If there’s one thing Kansas University men’s golf coach Kit Grove has learned during his time at KU, it has been how to lean on his team’s young talent.
Grove, a former KU golfer himself who enters his third season in charge of the Jayhawks, will look to a fairly inexperienced roster to replace four key seniors from last year’s team that finished the season in style with a seventh-place showing at the Big 12 Tournament.
There to aid his cause will be six returning letter winners and a trio of freshmen that will be counted on to contribute as the season progresses.
“Through my first two years as head coach, our better players have predominantly been true freshmen or sophomores. And that’s good and it’s bad. You hope they can get in there and compete and handle it.”

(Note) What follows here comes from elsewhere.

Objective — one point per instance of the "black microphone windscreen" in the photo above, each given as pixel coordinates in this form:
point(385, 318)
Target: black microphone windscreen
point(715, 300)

Expected to lead the way for KU during the 2009-10 season is one of those players, current junior Nate Barbee, who was among KU’s top players during 2008-09.
Last season, Barbee led the Jayhawks with a 73.12 scoring average and was also tops on the team with five top-20 finishes. For his career, the junior from Dakota Dunes, S.D., has nine top-20 finishes and a similar 73.82 scoring average.
“Nate is hands down my rock,” Grove said. “You don’t really have to tell him to do anything. He’s the hardest worker I’ve got, which I don’t think is coincidental. His car is in the parking lot more than anyone we have, and he really works hard and wants to get better every day.”
Other returning letter winners include: seniors Patrick Roth (13 career events) and Bryan Hackenberg (7); junior Bobby Knowles (17); and sophomores Ian Anson (9) and Blake Giroux (7). Anson and Giroux each have top-20 finishes under their belts.
Freshmen Chris Gilbert, of Simi Valley, Calif., Alex Gutesha, of Greenwood Village, Colo., and Dan Waite, of Surrey, England, round out the KU roster. Waite is Grove’s second straight recruit from the United Kingdom, as Anson also hails from Surrey.
This season also will be the first in 30 years that the KU men’s program will play without former coach and director of golf operations, Ross Randall, on hand to caddy. Randall served as the team’s head coach for 28 years before stepping into his director role in 2007. In June, Randall announced his retirement altogether, something Grove said would take awhile to get used to.
“For me it definitely will be a little odd,” Grove said. “We’re very close. It’s not going to be good and it’s not going to be bad, just different. It’ll probably be kind of weird because I’m sure we won’t have the conversations we used to have or at least not with the same frequency.”
Grove said Randall’s position had yet to be filled but that he expected it would be before the season begins. Randall’s departure only emphasizes the program’s out-with-the-old, in-with-the-new mentality, which seems to be perpetuated by the excitement of the team’s three freshmen, who asked if they could stay in town after freshman orientation.
“That’s kind of what we need,” Grove said. “If we can get some kids in here with the right attitude who are excited to be here and are a little fired up, that’ll get us going in the direction we want to go. It’s not that we’ve been complacent, but it’s almost been OK to not be good, and that’s not how I was raised and that’s not what this program’s all about.”